WHAT IS THE PROSTATE: The prostate is a walnut-sized gland, located between the bladder and the penis and in front of the rectum. Its primary function is the production of seminal fluid, the milky substance that nourishes sperm.
WHAT IS PSA TESTING: PSA testing is one step in early identification of prostate tumors, combined with digital rectal examination. But PSA testing can miss some cancers, or produce a false positive (indicate a cancer that doesn't exist). Furthermore, a prostate biopsy is a very painful and unpleasant procedure, with 12 separate tissue extractions followed by a month of pain. The biopsy usually needs to be repeated each year after the first positive PSA result, even if the initial biopsy comes out negative. Of the 1.8 million biopsies performed annually, only 15 percent come out negative. Reducing the number of biopsies requires for an accurate diagnosis would bring welcome relief to many patients.

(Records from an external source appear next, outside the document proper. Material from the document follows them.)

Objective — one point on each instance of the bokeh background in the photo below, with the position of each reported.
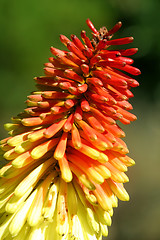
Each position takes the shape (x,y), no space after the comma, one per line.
(29,28)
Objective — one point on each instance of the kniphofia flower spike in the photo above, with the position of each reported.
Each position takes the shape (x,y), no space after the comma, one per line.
(66,157)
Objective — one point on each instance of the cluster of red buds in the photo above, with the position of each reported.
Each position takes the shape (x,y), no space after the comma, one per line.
(66,159)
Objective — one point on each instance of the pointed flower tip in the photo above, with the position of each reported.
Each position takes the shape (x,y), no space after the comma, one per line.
(65,152)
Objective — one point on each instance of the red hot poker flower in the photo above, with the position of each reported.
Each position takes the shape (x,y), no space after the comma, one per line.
(66,158)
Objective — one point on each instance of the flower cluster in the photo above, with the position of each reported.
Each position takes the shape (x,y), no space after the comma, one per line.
(66,159)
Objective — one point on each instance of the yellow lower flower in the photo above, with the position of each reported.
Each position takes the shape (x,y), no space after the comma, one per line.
(66,159)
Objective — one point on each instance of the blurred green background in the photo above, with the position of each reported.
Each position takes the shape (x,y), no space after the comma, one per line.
(29,28)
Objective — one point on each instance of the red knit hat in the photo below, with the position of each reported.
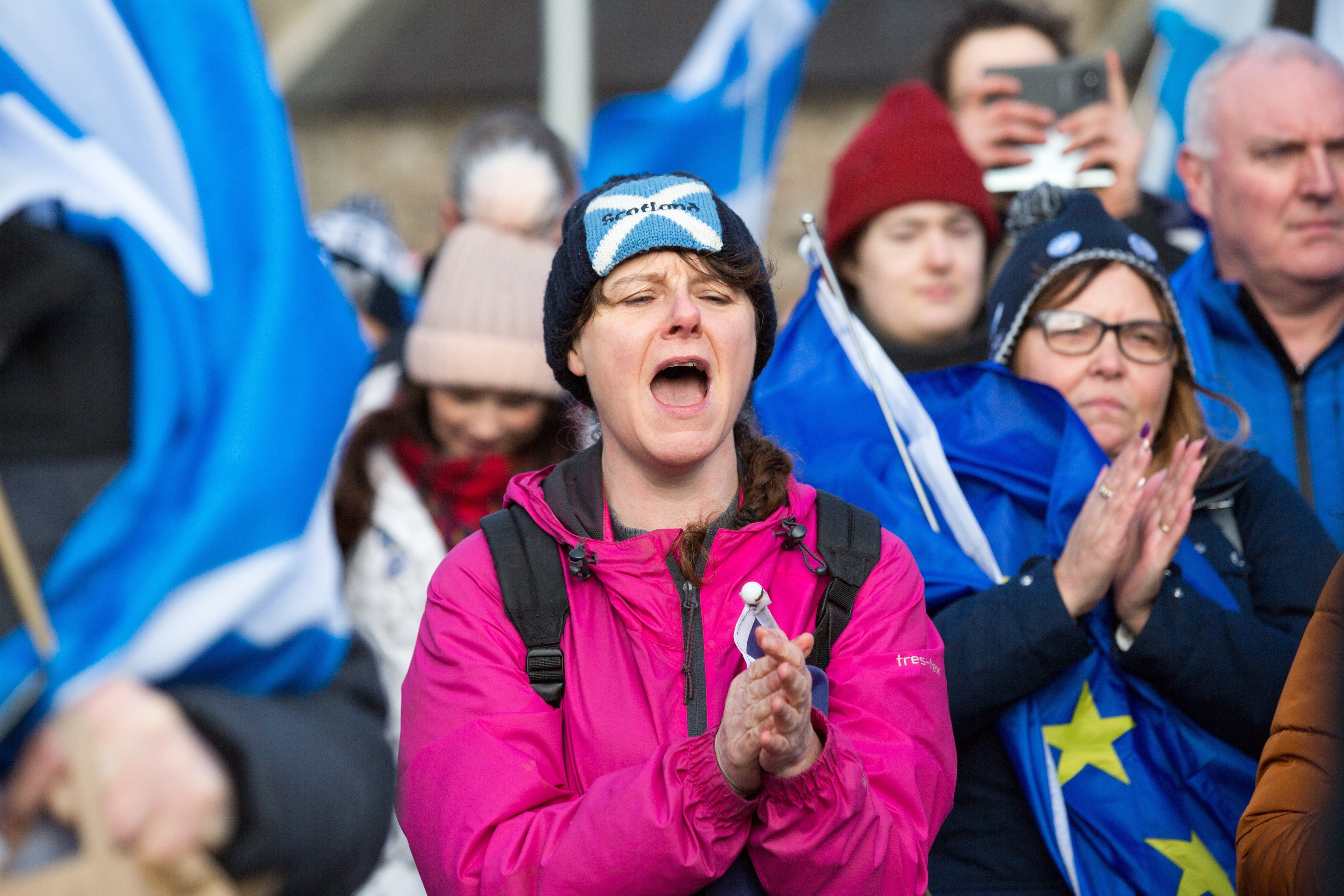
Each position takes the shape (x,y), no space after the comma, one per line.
(908,152)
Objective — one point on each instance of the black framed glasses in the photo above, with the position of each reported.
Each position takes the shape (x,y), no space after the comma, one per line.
(1077,334)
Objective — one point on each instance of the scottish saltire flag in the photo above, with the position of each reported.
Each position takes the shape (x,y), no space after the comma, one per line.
(725,111)
(210,557)
(1131,797)
(1189,33)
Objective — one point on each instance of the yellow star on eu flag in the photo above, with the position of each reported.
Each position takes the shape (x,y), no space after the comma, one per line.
(1201,872)
(1089,741)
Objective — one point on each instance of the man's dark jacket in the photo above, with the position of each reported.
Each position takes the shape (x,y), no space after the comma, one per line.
(312,773)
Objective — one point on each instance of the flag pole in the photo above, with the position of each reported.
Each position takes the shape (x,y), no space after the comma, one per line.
(810,224)
(568,72)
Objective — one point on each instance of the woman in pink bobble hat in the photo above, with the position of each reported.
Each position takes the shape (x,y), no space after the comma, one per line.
(475,405)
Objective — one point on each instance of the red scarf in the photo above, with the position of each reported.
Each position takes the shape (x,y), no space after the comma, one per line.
(458,492)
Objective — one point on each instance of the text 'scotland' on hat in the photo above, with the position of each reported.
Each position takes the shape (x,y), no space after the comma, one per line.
(655,213)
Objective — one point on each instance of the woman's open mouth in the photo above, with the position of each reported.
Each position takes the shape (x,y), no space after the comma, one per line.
(682,382)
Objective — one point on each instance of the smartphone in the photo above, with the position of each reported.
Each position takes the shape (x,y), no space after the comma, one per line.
(1062,87)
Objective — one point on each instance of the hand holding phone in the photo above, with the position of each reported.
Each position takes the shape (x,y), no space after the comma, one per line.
(1109,139)
(995,124)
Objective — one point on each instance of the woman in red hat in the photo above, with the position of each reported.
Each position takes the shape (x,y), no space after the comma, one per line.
(909,228)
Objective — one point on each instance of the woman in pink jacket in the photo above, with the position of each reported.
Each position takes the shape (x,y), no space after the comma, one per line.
(670,765)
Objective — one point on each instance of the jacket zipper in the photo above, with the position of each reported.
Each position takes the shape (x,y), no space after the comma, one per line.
(693,643)
(1298,389)
(1296,381)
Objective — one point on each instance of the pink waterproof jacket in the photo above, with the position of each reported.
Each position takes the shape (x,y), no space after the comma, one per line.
(608,794)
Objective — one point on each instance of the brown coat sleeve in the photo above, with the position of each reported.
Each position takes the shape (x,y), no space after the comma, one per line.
(1281,836)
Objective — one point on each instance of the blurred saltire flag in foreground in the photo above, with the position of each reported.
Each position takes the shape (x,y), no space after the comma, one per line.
(1189,33)
(724,112)
(157,128)
(1130,796)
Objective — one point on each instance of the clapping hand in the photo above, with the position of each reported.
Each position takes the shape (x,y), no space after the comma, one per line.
(1158,532)
(768,717)
(1101,536)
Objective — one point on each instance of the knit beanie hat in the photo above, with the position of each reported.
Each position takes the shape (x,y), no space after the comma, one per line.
(480,316)
(906,152)
(626,217)
(1054,230)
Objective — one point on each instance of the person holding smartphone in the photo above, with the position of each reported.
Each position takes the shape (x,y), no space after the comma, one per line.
(997,130)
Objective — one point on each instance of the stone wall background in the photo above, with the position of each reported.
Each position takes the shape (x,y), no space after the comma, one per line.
(392,133)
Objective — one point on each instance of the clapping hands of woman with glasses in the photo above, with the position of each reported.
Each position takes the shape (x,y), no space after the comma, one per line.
(1103,342)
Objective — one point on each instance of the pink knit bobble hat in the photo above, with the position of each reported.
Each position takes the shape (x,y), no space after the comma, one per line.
(480,316)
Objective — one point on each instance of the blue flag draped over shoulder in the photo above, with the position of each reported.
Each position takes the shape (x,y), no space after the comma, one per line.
(1131,797)
(722,113)
(210,558)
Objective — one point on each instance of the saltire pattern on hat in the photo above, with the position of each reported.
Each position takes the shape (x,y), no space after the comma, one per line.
(210,557)
(1130,794)
(638,216)
(1187,34)
(722,113)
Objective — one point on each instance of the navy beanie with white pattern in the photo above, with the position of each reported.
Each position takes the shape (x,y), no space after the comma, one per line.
(1053,230)
(623,218)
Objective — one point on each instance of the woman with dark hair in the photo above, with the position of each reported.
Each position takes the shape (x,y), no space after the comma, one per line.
(687,745)
(475,405)
(1084,307)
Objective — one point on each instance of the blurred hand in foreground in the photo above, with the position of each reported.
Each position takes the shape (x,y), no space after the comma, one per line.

NEW BLOOD TEST: Researchers at Johns Hopkins measured the ECPA levels in 46 patients, including those with prostate cancer, bladder, colon and kidney cancer, spinal cord injury, and noncancerous prostate inflammation, as well as 16 healthy individuals. They found that EPCA levels were high in 11 of the 12 prostate cancer patients and low in all the healthy individuals. They estimate an accurate diagnosis rate of 94 percent. When coupled with standard PSA screening, the new blood test could help reduce the number of unnecessary biopsies and undetected prostate tumors. The ECPA test very specific to prostate cancer; it doesn't indicate other types of cancer or benign prostate conditions.
WHEN AVAILABLE: Larger clinical trials will be starting soon, and it is believed that the blood test will be generally available to medical practitioners in 2006.